Rall's single contribution with this cartoon — beyond what he could have accomplished by simply retweeting Linebaugh's essay — is to very trenchantly shame fans of the Chicago Bears who eat burgers and shop at malls for not being more politically active on America's human rights violations abroad. Very Chomsky on Sports! What Ted Rall doesn't realize is that the Bears haven't won a Super Bowl since 1985 and their fans cannot be shamed. Meanwhile, the rest of us can pat ourselves on the back for having read Rall's comic in our local alt weekly or at TruthOut or wherever, before checking back at StubHub to see on those tix, then see if that goddamn new episode of Sherlock is still torrenting. Good on fucking us for knowing about fucked up shit tho'!
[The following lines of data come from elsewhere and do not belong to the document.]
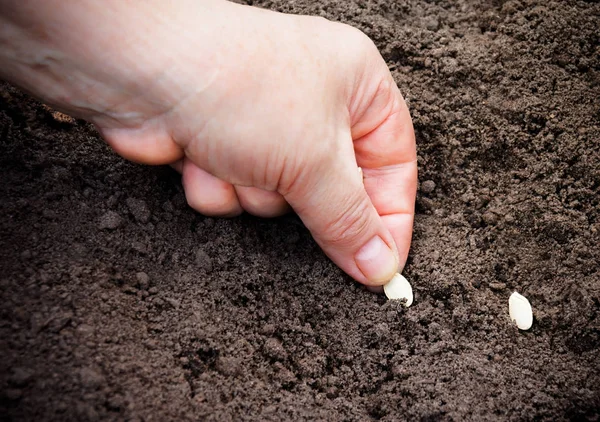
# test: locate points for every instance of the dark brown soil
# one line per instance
(121, 303)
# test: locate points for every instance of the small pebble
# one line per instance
(497, 286)
(203, 260)
(111, 220)
(520, 311)
(143, 280)
(490, 218)
(139, 209)
(428, 186)
(399, 288)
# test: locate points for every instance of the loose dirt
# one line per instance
(121, 303)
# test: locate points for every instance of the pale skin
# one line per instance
(260, 111)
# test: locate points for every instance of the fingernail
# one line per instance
(376, 261)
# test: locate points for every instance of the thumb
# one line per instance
(334, 205)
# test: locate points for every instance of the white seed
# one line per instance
(520, 311)
(399, 288)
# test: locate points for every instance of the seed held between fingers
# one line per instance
(399, 288)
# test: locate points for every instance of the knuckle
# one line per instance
(351, 226)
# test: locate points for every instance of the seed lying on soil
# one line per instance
(399, 288)
(520, 311)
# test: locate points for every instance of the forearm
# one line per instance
(66, 51)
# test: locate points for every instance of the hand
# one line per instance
(260, 111)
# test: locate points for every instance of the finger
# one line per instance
(177, 166)
(261, 203)
(143, 145)
(333, 204)
(388, 158)
(208, 194)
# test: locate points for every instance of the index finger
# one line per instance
(388, 158)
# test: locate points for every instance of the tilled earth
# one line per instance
(121, 303)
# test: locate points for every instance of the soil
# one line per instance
(121, 303)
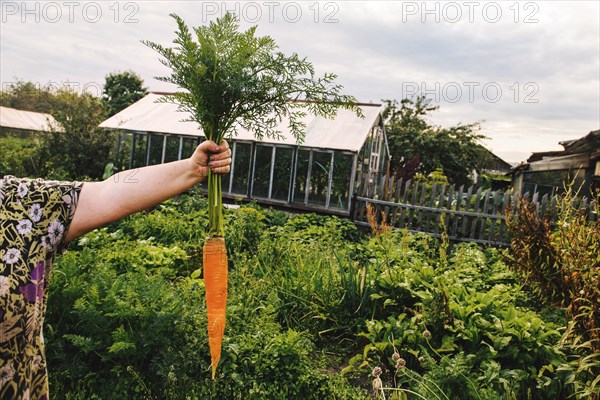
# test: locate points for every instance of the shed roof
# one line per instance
(344, 132)
(26, 120)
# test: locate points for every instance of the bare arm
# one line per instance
(131, 191)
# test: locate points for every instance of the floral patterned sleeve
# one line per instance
(34, 217)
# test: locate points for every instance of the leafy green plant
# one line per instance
(560, 257)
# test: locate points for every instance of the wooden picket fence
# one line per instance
(463, 214)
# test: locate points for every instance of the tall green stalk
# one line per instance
(231, 78)
(216, 226)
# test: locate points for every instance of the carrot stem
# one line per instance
(216, 227)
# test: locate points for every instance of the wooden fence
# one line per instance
(463, 214)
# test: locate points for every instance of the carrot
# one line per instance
(215, 280)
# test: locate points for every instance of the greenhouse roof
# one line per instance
(26, 120)
(344, 132)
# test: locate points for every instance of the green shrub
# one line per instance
(560, 257)
(127, 319)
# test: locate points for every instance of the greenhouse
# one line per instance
(320, 174)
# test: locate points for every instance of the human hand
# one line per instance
(210, 156)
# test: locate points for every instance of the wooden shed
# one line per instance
(321, 174)
(549, 172)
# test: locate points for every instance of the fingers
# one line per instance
(219, 157)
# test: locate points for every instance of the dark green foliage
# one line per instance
(418, 147)
(230, 77)
(74, 150)
(559, 257)
(121, 89)
(309, 296)
(17, 156)
(127, 319)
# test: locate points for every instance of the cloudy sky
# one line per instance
(529, 71)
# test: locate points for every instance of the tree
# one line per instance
(418, 147)
(29, 96)
(121, 89)
(77, 148)
(228, 78)
(232, 77)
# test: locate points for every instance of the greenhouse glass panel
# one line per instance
(172, 150)
(319, 178)
(301, 174)
(156, 142)
(281, 174)
(340, 188)
(124, 153)
(241, 168)
(139, 153)
(262, 171)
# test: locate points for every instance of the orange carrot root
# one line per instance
(215, 280)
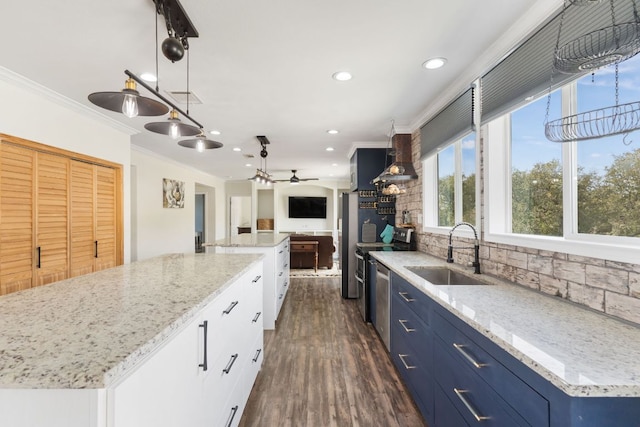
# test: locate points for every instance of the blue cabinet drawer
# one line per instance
(464, 352)
(412, 355)
(411, 297)
(474, 399)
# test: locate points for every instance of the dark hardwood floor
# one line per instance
(324, 366)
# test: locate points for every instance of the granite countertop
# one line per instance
(250, 239)
(86, 332)
(580, 351)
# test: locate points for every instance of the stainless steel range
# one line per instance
(403, 240)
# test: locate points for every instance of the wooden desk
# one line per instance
(306, 246)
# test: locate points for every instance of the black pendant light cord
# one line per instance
(164, 99)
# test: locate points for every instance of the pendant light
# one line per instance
(172, 127)
(200, 143)
(129, 102)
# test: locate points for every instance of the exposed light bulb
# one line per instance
(130, 106)
(174, 131)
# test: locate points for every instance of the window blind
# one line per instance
(527, 71)
(453, 121)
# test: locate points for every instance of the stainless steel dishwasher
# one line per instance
(383, 285)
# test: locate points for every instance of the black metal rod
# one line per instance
(164, 99)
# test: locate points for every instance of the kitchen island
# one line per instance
(276, 248)
(572, 365)
(73, 352)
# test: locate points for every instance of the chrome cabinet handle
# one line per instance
(402, 356)
(203, 365)
(403, 323)
(230, 364)
(467, 356)
(232, 415)
(403, 295)
(231, 307)
(474, 412)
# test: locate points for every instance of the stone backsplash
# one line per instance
(606, 286)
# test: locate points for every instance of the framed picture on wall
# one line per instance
(172, 193)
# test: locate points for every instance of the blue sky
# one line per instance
(530, 146)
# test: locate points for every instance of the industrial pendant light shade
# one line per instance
(200, 143)
(172, 127)
(129, 102)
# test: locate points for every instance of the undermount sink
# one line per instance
(444, 276)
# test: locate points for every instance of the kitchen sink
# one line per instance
(444, 276)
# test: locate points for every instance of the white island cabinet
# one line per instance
(176, 340)
(276, 250)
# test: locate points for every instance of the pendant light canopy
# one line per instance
(200, 143)
(129, 102)
(172, 127)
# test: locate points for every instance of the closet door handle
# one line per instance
(204, 326)
(231, 307)
(230, 364)
(232, 415)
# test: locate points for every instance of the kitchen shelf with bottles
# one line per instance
(384, 204)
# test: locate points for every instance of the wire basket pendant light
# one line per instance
(622, 42)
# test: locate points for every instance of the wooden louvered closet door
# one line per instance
(52, 177)
(16, 218)
(82, 219)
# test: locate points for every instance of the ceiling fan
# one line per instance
(294, 179)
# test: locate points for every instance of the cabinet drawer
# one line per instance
(462, 351)
(478, 403)
(412, 357)
(411, 297)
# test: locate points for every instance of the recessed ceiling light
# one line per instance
(148, 77)
(434, 63)
(342, 76)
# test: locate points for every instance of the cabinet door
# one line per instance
(16, 218)
(52, 262)
(105, 226)
(82, 211)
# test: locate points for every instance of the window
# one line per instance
(580, 197)
(454, 183)
(536, 171)
(608, 169)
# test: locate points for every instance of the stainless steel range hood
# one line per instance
(402, 168)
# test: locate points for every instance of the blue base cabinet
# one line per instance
(459, 377)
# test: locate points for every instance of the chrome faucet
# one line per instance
(476, 247)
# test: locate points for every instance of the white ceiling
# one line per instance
(263, 67)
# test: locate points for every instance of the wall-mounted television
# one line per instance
(307, 207)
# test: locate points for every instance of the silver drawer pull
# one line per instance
(403, 323)
(402, 356)
(403, 295)
(467, 356)
(230, 364)
(460, 394)
(231, 307)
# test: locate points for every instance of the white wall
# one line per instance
(161, 230)
(33, 112)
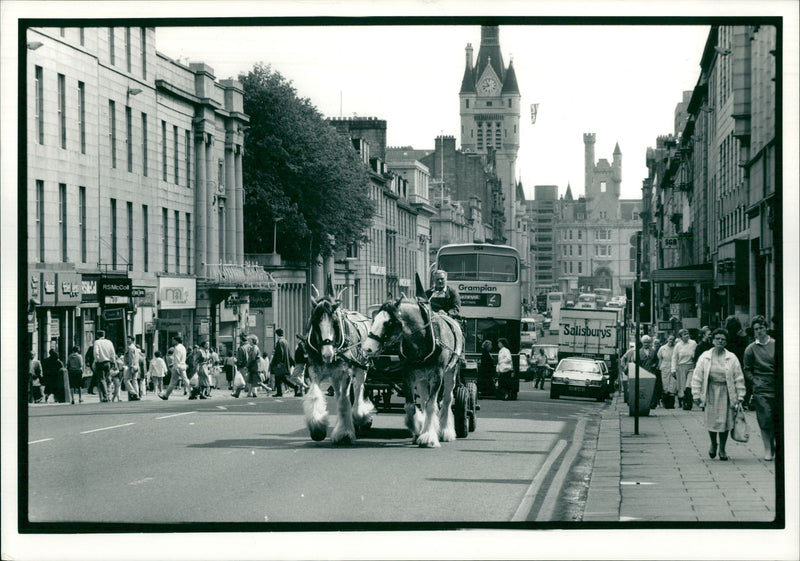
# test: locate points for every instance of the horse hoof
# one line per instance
(318, 433)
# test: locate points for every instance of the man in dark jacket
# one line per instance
(442, 297)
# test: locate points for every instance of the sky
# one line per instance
(620, 82)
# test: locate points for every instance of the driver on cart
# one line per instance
(442, 297)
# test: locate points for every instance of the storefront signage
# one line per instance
(176, 293)
(68, 289)
(89, 288)
(48, 292)
(262, 299)
(114, 290)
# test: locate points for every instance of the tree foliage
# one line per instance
(299, 170)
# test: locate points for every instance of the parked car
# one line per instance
(580, 377)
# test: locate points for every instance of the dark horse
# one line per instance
(430, 347)
(333, 343)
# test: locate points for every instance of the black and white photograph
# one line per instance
(440, 280)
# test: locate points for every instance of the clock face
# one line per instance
(488, 85)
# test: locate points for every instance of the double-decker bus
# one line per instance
(587, 300)
(487, 278)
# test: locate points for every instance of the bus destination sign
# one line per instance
(485, 300)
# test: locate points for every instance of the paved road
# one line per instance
(251, 460)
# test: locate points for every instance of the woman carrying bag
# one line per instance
(718, 385)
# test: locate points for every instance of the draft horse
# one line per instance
(333, 344)
(430, 345)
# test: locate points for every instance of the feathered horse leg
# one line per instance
(344, 431)
(428, 399)
(363, 408)
(315, 409)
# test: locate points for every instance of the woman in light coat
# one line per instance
(718, 385)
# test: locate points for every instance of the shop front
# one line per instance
(177, 301)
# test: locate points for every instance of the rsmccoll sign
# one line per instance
(175, 293)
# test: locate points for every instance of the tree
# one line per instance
(299, 170)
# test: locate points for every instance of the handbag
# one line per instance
(740, 432)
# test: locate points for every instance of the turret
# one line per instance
(588, 141)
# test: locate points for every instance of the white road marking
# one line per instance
(530, 495)
(107, 428)
(174, 415)
(549, 504)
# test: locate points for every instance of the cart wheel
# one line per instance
(460, 411)
(472, 388)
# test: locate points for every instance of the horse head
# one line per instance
(325, 331)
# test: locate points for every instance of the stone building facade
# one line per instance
(135, 193)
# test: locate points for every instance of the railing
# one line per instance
(248, 275)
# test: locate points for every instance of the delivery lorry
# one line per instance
(590, 333)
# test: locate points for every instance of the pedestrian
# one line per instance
(75, 371)
(759, 367)
(242, 354)
(116, 376)
(229, 367)
(131, 370)
(178, 373)
(281, 364)
(34, 379)
(158, 369)
(540, 369)
(718, 386)
(486, 367)
(683, 363)
(299, 369)
(253, 366)
(669, 380)
(737, 343)
(51, 368)
(103, 357)
(143, 377)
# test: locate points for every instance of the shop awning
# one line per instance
(691, 273)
And, But, Still, because Ted Rall is technically 'an ally' in the great war against shitty political cartoons, your humble Wonkette has done the right thing. We've fixed his comic for him!
[click to embiggen]
What about Mark Trail? It is not Cartoon Violence without a Mark Trail reference.
Seems like drawing Michele Bachmann as a cartoon character is kind of redundant.